Wednesday, July 9, 2014
How I Spent My Summer By Julia Spencer-Fleming, Age 53
JULIA SPENCER-FLEMING: It's important to state, to begin with, that I am not a gardener. Some of the Reds are real gardeners; I know Lucy and Deb do...things...with their plants that I find hard to follow. Red emerita Rosemary Harris is a Connecticut Master Gardener, for heaven's sake. In contrast, I require extensive briefing from Ross to delineate between weeds and flowers, and my whole family was amazed when I was able to keep a pair of geraniums alive over the winter.
I also have no landscaping ability. You know how some people can look at a bare yard and imagine trees, ornamentals, borders, flower beds and hardscaping? Yeah, not me. I could maybe follow one of those detailed plans you see in BETTER HOMES AND GARDENS - the ones with the dots and the numbers and the pictures of the appropriate plants on the sidebar. But if I had to figure out something on my own? Let's say I'd spend a lot of time convincing the neighbors “the natural look” was in.
Which is why it's odd that I'm spending my mornings this summer undoing a decade of neglect in our back forty. When Ross and I bought our (now) 200-year-old farmhouse, we were 20 years younger, held one job between us (I was a stay-at-home-mom) and had tiny tots who took long naps. We were able to spend hours every week keeping up the apple trees, blackberry canes, grape arbors, asparagus, high-bush blueberries, lilacs, forsythia, quarter-acre vegetable plot, compost pile and, of course, the mowing. Did I mention we have almost four acres?

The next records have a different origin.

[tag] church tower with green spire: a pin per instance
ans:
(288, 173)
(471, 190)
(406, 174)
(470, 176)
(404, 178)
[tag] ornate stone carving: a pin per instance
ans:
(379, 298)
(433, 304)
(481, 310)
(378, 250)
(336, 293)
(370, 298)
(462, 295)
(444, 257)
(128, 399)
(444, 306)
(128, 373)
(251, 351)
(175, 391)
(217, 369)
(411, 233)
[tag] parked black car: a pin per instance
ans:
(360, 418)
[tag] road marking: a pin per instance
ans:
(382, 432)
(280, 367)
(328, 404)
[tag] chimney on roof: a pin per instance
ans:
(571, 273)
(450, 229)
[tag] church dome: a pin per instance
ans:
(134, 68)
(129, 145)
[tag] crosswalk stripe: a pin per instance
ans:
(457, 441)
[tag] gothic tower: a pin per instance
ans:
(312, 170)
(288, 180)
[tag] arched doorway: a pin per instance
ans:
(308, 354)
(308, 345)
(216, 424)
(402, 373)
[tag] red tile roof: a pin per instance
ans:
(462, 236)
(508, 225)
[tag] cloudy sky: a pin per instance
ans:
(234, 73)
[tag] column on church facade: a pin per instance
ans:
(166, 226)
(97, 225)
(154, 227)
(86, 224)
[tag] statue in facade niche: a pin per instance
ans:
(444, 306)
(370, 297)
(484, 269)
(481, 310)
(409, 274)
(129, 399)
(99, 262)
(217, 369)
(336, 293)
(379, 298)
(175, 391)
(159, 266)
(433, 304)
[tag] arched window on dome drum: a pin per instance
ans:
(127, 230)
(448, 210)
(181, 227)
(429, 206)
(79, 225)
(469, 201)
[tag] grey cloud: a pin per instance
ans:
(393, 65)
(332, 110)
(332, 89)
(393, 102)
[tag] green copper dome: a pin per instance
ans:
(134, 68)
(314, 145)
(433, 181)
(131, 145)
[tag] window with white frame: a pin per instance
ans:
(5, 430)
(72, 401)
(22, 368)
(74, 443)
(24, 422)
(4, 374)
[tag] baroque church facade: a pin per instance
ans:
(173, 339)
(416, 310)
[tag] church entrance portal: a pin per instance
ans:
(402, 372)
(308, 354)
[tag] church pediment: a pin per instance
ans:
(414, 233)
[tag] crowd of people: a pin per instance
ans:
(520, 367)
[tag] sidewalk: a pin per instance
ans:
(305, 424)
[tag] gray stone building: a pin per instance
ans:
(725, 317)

What happened? We got older. The children got older, and wanted to do something on Saturdays besides watch mom and dad labor outdoors. I distinctly remember the moment I gave up on the vegetables: I was sitting on a milk crate beneath a blazing July sun, about fifteen months pregnant with Youngest, trying to weed the lettuce row while the kids whined about going to the beach. I thought to myself, Wait a minute. I live in Maine. It's summertime. Why aren't we at the beach? When I realized I could buy the entire output of my garden from the local farm stand for fifty bucks, I got off that milk crate and never went back. I think it's still there, buried in weeds and mint gone mad.
As our weekends and evenings grew busier, we ceded one part of the back garden after another to nature. We concentrated on the front of the house, and the space where the kids played, and the spot where we grill. Everything else grew and spread and ran wild. Until this spring, when I took a long stroll around our property and realized Ross and I were just a couple cats away from becoming the Beales in Grey Gardens. “Ross,” I said, “We have to Do Something.”

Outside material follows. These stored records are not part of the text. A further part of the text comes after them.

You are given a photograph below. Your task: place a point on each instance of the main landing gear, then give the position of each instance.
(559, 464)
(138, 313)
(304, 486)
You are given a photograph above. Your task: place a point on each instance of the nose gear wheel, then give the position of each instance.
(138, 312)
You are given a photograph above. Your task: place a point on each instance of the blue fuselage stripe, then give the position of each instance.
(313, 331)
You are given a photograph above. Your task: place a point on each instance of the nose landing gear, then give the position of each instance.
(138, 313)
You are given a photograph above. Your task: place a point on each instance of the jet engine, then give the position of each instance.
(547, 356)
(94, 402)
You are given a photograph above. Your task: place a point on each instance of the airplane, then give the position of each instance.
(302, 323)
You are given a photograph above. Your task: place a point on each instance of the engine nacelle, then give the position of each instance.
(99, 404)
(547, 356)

Thus, my morning routine. I get up, have my tea and toast, slather on sunscreen (at least a shot glass worth!) and head outside with my pruning hook. I've been taking down forsythia that's grown so dense around one side of the barn that it looks like a mangrove swamp under the leaves.
Ross and the Boy have been cutting down saplings and overhanging branches. We're pruning grape vines and slashing Japanese knotweed (to be followed by rooting up as many rhizomes as possible and then tarping it next spring.) We're yanking out berry brambles that have surrounded the old play house as if it was Sleeping Beauty's castle.

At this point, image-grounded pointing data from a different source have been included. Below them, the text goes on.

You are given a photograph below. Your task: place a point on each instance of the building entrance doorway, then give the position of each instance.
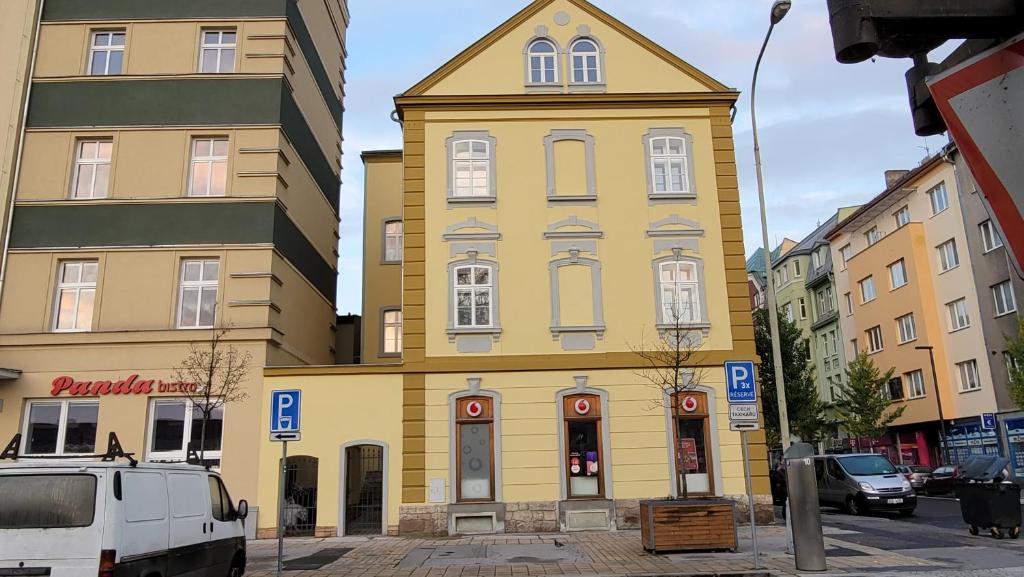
(364, 490)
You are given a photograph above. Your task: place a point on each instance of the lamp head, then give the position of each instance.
(779, 9)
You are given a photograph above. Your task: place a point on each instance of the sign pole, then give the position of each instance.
(750, 497)
(281, 506)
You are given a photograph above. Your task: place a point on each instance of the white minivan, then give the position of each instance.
(112, 520)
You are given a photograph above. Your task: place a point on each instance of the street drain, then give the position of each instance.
(315, 561)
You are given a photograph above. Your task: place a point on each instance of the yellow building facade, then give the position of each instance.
(179, 175)
(566, 186)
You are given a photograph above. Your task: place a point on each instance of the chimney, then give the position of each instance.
(892, 176)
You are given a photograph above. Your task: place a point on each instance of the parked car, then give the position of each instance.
(916, 475)
(72, 518)
(942, 481)
(861, 483)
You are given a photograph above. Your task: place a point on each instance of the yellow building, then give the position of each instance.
(179, 175)
(904, 273)
(565, 184)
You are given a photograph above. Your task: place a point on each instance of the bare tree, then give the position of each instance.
(217, 370)
(674, 366)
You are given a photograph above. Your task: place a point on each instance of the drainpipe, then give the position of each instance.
(20, 147)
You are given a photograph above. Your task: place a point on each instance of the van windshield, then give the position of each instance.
(47, 501)
(861, 465)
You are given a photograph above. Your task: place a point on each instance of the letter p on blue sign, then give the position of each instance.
(739, 381)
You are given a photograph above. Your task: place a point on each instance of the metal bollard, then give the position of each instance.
(805, 514)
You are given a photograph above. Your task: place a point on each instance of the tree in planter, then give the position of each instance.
(674, 366)
(803, 402)
(1015, 362)
(218, 371)
(864, 403)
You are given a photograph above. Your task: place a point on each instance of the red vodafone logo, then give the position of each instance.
(689, 404)
(582, 407)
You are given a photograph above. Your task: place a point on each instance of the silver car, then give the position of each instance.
(863, 483)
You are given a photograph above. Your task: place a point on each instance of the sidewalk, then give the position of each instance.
(615, 553)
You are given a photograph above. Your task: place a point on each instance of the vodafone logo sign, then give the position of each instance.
(689, 404)
(582, 407)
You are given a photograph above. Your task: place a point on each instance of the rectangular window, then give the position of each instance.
(471, 167)
(907, 328)
(217, 51)
(915, 383)
(897, 274)
(107, 52)
(902, 216)
(867, 290)
(392, 241)
(990, 238)
(392, 332)
(208, 168)
(938, 198)
(76, 295)
(873, 339)
(198, 293)
(958, 318)
(846, 253)
(176, 423)
(970, 379)
(895, 388)
(92, 169)
(1005, 300)
(668, 159)
(60, 427)
(472, 296)
(872, 236)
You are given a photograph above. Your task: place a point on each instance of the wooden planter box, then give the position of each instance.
(688, 525)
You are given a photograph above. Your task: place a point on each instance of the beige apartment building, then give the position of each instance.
(905, 282)
(179, 176)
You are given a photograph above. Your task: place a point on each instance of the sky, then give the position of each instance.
(827, 131)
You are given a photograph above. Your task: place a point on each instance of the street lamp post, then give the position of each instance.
(778, 11)
(938, 402)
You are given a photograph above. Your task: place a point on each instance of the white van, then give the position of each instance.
(111, 519)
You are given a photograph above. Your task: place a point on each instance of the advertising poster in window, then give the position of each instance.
(688, 454)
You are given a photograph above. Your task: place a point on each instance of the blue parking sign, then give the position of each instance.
(285, 411)
(740, 385)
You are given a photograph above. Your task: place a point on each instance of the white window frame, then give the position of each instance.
(864, 284)
(970, 378)
(960, 317)
(906, 328)
(61, 424)
(218, 47)
(667, 160)
(597, 68)
(391, 346)
(210, 161)
(473, 288)
(395, 254)
(182, 454)
(894, 282)
(1005, 300)
(938, 198)
(203, 286)
(915, 384)
(548, 63)
(109, 48)
(948, 256)
(902, 216)
(875, 341)
(78, 288)
(95, 162)
(990, 238)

I figure that by the fall (unless Ross and I succumb to heat stroke/a heart attack/back strain) we'll have beaten our property into a rough sort of shape. Next summer will be more pruning, more uprooting, maintenance and some planting. We've estimated we have about three years of Maximum Useful Offspring, with 2-3 healthy kids in their teens and early twenties home for the summer and happy (ok, begrudgingly willing) to help. After that? Hey, there's always “the natural look.”